Thai business executive (born 1961)

Patee Sarasin (พาที สารสิน; born 24 October 1961) is a Thai business executive, best known as the CEO of low-cost carrier Nok Air from 2004 to 2017.

==Early life and career==
A member of the Sarasin family, Patee attended The King's School, Canterbury in England and went to university in the United States, receiving a bachelor's degree in business administration and computer science from Clark University in Massachusetts. He began his career in the Thai advertising industry, working at Lintas Advertising before returning to the United States to earn a master's in mass communication, film and video from American University in Washington, D.C., after which he worked with the television network NBC for two years. He returned to Thailand in 1989 and joined SPA Advertising, then became general manager—and later CEO—of Bates Advertising Thailand in 1992.

==Nok Air==
In 2004, Patee was invited to become CEO of Nok Air, the new low-cost carrier being launched as a joint venture of Thai Airways International.

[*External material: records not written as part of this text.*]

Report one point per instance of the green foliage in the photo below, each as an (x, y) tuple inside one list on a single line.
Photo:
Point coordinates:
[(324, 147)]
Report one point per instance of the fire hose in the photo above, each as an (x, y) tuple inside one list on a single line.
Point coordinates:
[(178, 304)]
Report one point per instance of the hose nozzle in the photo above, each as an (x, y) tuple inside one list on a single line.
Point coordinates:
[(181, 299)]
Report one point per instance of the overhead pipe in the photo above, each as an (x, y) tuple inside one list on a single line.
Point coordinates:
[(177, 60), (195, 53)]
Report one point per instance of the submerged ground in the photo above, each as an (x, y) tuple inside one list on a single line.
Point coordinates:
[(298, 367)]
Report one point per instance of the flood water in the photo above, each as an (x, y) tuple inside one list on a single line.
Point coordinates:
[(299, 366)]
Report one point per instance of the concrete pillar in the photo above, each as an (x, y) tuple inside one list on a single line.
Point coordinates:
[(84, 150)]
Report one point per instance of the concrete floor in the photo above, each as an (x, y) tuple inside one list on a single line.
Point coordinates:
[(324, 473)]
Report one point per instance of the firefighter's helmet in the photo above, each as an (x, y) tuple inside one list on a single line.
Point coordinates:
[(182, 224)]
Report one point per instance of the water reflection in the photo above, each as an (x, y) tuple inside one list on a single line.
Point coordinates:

Patee oversaw the development of Nok Air's distinctive branding and eventually became its public face, using his own colourful, outspoken personality to represent and promote the airline. During his tenure, the airline went through several struggles, including the 2004 tsunami soon after its launch, the 2008 oil price spike, and the 2011 flood, which inundated the airline's base at Don Mueang Airport. The airline returned to profitability from 2009 to 2013, but faced further crises including a collapse of its check-in system in 2015 and a pilot strike in 2016, which combined with increased competition from the launch of Thai Lion Air in 2013, saw Nok Air incurring heavy losses for several consecutive years, and Patee resigned from his position as CEO in September 2017.

==Later ventures==
After leaving Nok Air, Patee founded the online travel agency Really Really Cool in 2018. In 2020, he released an autobiography titled Smiling Through Turbulence, detailing his time at Nok Air, and in 2023, he announced the launch of a new airline, titled Really Cool Airlines, which is expected to begin operations in 2024.

==Personal life==
Patee is married to former actress Pitipat Sarasin ( Piyawan Jittanatum), with two children.